Bir şamaroğlanı olarak muhabir
Başbakan'ın azarlamasıyla, "haddinizi bilin" diye paylamasıyla da gündeme geldi. "Haberin uç beyi" muhabirler epeydir şamaroğlanına dönmüş durumda. Mesele sadece mesleğini iyi yapabilmek, yapamamak değil. Layıkıyla yapmaya çalışanlar da "hadlerini bilmeyenler" addediliyor. Başbakan'ın yaptığı gibi, gazetesi soruluyor, soruyu ve cevabı patronun duyması, ona haddini bildirmesi isteniyor ve her fırsatta "genel yayın yönetmeni ve patronla ilişkiler" ima ediliyor. Gazeteciliği sallabaşlık zannedenlerin yarattığı rehavetle, biraz olsun gazeteci gibi soru soranlar rahatsızlık veriyor. Başbakan'ın kendine has siniri değil sadece. "Ecevit'in nezaketi" ve Demirel'in yılların tecrübesinden gelen paylamayla karışık şefkati dışında, Yılmaz, Bahçeli, Çiller, Ağar, hatta Baykal ve bittabi rahmetli Özal hep azarlamaya yatkın oldular. Muhabirleri adeta karşı ordunun emir erleri gibi gören bazı komutanları saymıyorum artık. İlan, reklam veren olarak, medya patronlarının dostu, ahbabı, paradaşı konumunda, bazen aşırı nezaketle, bazen yontulmamış kabalıkla tehdit eden işadamlarının da hangi birini sayayım! Üstünde duruyorum, çünkü muhabirler sizin sinir uçlarınız. Duyma, görme, dokunma, hissetme, koku ve tat alma duyularınız.
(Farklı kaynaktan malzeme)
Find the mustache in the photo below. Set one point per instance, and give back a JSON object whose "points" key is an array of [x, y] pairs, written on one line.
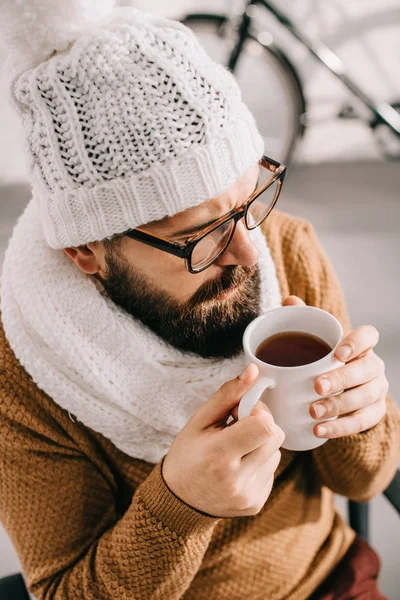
{"points": [[232, 277]]}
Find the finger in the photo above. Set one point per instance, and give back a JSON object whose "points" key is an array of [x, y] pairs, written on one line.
{"points": [[356, 422], [351, 400], [293, 301], [250, 433], [219, 406], [259, 458], [259, 406], [355, 373], [355, 343]]}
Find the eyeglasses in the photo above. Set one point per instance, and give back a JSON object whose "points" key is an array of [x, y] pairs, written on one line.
{"points": [[204, 248]]}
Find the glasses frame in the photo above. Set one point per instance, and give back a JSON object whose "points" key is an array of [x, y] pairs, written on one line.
{"points": [[185, 249]]}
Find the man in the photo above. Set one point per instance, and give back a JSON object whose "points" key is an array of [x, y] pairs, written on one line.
{"points": [[127, 286]]}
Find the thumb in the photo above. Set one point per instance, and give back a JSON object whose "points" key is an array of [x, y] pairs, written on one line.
{"points": [[220, 405], [293, 301]]}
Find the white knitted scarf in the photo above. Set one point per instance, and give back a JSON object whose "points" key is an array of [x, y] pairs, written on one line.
{"points": [[97, 362]]}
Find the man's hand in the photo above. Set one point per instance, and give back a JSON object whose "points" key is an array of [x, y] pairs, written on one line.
{"points": [[361, 385], [225, 470]]}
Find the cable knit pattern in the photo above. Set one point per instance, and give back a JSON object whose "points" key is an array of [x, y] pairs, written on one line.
{"points": [[90, 522], [106, 368], [130, 124]]}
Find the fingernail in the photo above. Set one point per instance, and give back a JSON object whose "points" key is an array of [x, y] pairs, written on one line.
{"points": [[319, 410], [343, 352], [325, 385], [241, 376]]}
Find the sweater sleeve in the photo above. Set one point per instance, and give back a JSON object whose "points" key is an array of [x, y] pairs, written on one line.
{"points": [[358, 466], [61, 510]]}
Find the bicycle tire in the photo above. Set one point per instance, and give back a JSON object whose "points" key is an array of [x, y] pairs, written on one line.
{"points": [[284, 73]]}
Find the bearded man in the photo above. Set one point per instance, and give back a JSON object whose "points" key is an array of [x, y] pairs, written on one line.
{"points": [[150, 243]]}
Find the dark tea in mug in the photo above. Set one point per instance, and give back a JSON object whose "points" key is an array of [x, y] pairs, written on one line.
{"points": [[292, 349]]}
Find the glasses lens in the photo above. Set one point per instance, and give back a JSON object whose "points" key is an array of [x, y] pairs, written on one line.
{"points": [[260, 208], [211, 246]]}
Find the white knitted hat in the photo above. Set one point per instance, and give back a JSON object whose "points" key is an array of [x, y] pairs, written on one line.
{"points": [[127, 119]]}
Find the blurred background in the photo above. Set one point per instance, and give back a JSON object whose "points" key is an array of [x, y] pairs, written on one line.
{"points": [[342, 176]]}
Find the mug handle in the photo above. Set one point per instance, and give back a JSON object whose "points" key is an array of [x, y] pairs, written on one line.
{"points": [[250, 399]]}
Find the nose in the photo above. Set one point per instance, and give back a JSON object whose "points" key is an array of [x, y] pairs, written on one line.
{"points": [[241, 250]]}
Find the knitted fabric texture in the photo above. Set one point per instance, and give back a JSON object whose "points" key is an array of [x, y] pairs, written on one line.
{"points": [[88, 521], [131, 123], [95, 360]]}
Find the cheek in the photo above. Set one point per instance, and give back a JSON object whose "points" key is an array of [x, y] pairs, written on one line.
{"points": [[168, 272]]}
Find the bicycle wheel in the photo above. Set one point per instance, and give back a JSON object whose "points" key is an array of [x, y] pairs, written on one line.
{"points": [[367, 40], [269, 84]]}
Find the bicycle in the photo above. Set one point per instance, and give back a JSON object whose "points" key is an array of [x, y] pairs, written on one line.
{"points": [[245, 47]]}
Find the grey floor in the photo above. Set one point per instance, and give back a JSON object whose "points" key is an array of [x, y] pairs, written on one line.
{"points": [[355, 209]]}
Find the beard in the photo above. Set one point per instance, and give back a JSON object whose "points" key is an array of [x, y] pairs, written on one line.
{"points": [[204, 325]]}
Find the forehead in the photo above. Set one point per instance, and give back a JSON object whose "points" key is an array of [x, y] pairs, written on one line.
{"points": [[235, 195]]}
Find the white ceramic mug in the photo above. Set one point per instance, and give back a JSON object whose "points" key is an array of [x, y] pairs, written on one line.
{"points": [[289, 391]]}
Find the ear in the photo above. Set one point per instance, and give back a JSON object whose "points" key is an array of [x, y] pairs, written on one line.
{"points": [[84, 258]]}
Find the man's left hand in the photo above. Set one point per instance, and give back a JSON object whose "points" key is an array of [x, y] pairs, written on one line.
{"points": [[360, 384]]}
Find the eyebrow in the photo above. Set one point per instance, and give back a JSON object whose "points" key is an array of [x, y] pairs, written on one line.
{"points": [[197, 228]]}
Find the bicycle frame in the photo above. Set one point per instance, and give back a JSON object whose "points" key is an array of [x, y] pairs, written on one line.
{"points": [[383, 112]]}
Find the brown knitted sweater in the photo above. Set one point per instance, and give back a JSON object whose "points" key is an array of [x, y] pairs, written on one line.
{"points": [[89, 522]]}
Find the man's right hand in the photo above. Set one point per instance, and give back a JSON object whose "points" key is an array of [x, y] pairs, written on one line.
{"points": [[225, 470]]}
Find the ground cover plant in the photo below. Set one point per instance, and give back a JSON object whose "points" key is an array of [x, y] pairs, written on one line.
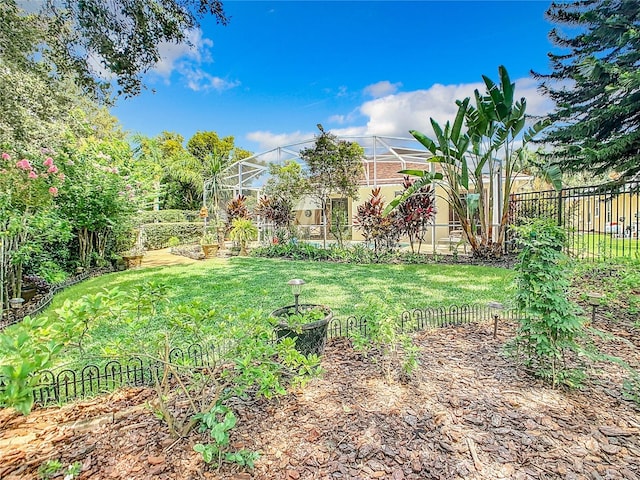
{"points": [[217, 295]]}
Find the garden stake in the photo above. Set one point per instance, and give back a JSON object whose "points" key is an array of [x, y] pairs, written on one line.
{"points": [[497, 307]]}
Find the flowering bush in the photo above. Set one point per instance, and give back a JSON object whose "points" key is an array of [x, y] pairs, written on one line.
{"points": [[28, 185]]}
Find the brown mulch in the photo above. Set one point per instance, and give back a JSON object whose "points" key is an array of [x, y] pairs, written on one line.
{"points": [[467, 413]]}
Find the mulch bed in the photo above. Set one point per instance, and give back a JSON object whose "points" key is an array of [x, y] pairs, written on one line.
{"points": [[467, 413]]}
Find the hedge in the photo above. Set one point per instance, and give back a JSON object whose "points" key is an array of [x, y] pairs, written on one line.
{"points": [[158, 234], [167, 216]]}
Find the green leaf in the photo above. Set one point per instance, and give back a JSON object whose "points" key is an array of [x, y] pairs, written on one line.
{"points": [[457, 123], [508, 88], [464, 176]]}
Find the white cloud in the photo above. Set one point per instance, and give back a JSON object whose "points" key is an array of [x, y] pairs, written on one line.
{"points": [[268, 140], [396, 114], [382, 89], [172, 54], [187, 60], [199, 80]]}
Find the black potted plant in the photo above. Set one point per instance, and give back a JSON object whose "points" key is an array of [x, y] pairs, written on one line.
{"points": [[306, 323]]}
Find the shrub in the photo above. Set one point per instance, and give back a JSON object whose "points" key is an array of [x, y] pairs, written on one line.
{"points": [[159, 234], [166, 216], [550, 325]]}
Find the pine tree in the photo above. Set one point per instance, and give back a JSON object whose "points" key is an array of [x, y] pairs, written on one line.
{"points": [[595, 85]]}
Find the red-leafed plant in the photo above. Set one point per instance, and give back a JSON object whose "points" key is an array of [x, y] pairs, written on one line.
{"points": [[416, 213], [237, 208], [277, 212], [384, 232]]}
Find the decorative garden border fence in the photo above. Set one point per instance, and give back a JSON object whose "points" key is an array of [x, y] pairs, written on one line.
{"points": [[69, 384], [601, 221]]}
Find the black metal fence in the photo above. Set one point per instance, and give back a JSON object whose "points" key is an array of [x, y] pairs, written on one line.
{"points": [[69, 384], [601, 221]]}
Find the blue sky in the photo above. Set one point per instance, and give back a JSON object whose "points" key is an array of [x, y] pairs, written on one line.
{"points": [[359, 68]]}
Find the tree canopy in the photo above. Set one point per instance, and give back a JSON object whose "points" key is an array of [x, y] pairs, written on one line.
{"points": [[596, 86], [98, 43]]}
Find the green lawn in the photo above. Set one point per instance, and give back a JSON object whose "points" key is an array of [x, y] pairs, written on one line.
{"points": [[262, 283], [602, 246], [231, 288]]}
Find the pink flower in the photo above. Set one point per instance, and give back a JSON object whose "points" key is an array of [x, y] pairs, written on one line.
{"points": [[24, 164]]}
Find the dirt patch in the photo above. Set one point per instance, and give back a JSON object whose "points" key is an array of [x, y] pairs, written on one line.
{"points": [[467, 413]]}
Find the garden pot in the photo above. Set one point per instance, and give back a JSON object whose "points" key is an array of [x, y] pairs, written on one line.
{"points": [[28, 293], [310, 337], [132, 261], [210, 251]]}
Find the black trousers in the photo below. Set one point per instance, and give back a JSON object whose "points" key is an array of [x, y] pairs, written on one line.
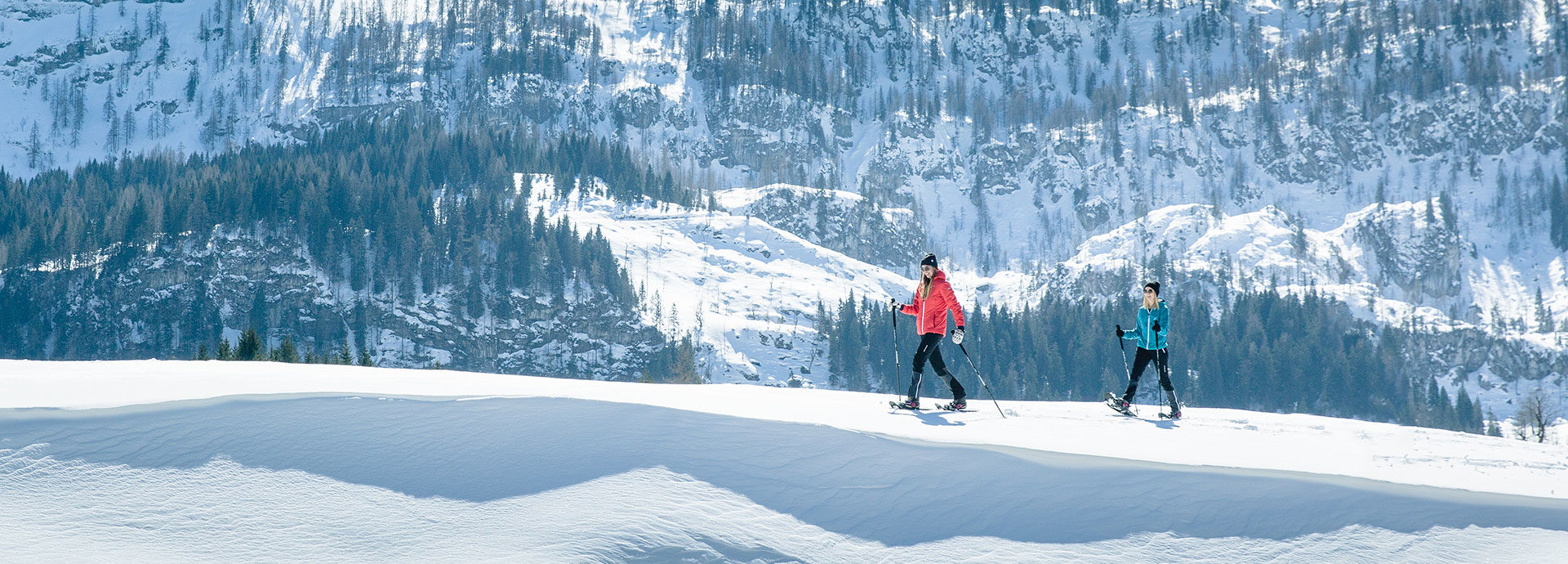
{"points": [[929, 351], [1142, 360]]}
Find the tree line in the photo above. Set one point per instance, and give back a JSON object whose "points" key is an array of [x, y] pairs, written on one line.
{"points": [[400, 209], [1291, 354]]}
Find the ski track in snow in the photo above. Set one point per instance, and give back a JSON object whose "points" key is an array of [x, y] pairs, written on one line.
{"points": [[189, 461], [569, 480]]}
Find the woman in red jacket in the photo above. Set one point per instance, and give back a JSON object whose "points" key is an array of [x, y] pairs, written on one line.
{"points": [[933, 299]]}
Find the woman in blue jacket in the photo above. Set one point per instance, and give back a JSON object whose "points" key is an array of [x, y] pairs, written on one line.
{"points": [[1155, 321]]}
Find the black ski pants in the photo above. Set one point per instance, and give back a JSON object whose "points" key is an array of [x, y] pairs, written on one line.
{"points": [[929, 351], [1142, 360]]}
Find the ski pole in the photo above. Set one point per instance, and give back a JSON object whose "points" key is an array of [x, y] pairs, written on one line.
{"points": [[982, 381], [896, 369], [1123, 344]]}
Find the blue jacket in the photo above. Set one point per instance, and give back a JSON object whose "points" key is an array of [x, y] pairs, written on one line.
{"points": [[1145, 333]]}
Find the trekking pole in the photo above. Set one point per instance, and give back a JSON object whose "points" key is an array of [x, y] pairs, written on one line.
{"points": [[982, 381], [896, 369], [1123, 344]]}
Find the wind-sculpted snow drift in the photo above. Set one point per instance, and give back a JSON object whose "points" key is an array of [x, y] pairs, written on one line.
{"points": [[574, 480]]}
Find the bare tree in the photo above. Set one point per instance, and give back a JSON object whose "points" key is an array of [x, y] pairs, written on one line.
{"points": [[1534, 419]]}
Bu sinir sisteminiz birkaç koldan iğdiş edildiği için, sağır, kör, hissiz kalmasanız bile, en azından yetersiz algılamadan mustarip olursunuz. Birkaç kolun bir tanesi, elbette muhabirin kendisi. Haber kaynaklarıyla yahut aktörleriyle samimiyet, özdeşleşme, abartılı saygı, korku gibi cıvık ve cılk ilişkiler kuranlar bir yanda... Bir yanda da ilk yangında en son kurtarılacak, ilk kazada ölüme terk edilecek, ilk sendelemede hemen atılacak safra olarak sıkışmışlığı. Medya hiyerarşisinde "en altta" görüldüğü ve genellikle orada kaldığı için, kendilerini halkın, çalışanların, çalıştırılanların, yönetilenlerin çok üstünde gören muktedirler, iktidarlar, güçlüler de onları aşağılamakta beis görmüyor. İstediği zaman medya patronuna ulaşan, genel yayın yönetmeni ile ya ense tokat yahut sadece ense, sadece tokat ilişkisine girebilenler için, muhabir çerez. Fındık, fıstık. Gündelik ihtiyaç baş gösterdiğinde, bir katip... Sorularıyla rahatsız ettiğinde ise çürük diş!
*** Bu manzarayı elbette, medya dışındakiler yaratmadı. Öncelikle medya, kendi sinir uçlarını felç etti. İşten çıkarmalar, sansürler, oto-sansürler, piramidin altına düşük ücretler, her yanlışın muhabire yıkılması, gazete yöneticilerinin hatalarının dahi muhabire ödettirilmesi, insanların makineler kadar sevilmemesi, örgütsüzleştirmenin yarattığı şımarıklık... Ve, patronlar neyse de, medya yöneticilerinin, kimi köşe yazarının gazeteciliğin hassasından kopuşu. Rica, minnet, iş takibi için siyasetçilerin, pardon o sırada iktidar olanların peşinde, kapısında, telefon hattında turlamak zaten facia da... Bir de, köşe yazan yöneticilerle kimi yazarlar, "özel haber muhabiri" olarak kendilerini kabul ettirdi ve muhataplar tarafından öyle kabul edildi. Muhabirin kılı kırk yararak araştırması, birçok kaynağa başvurması yerine, "yazar"ın, bazen kendisini kullanan tek kaynakla, haber unsurlarına boş vererek attırdığı "köşe-haber" her tarafa daha cazip, daha kestirme geldi. Lakin, muhabir yine de bu işin asli aktörü. Perşembe akşamı "hızlandırılmış katliam"ın ardından, koşturan muhabirlerle koşuşturan yazı işleri çalışanları dışında, köşe yazıları bir gün sonrasına kadar "yavaşlatılmış"tı. Gazetenin aslen "haber", asıl duyularınızın muhabirler olduğunun ispatıdır. Başbakan da onlara saygı duysun!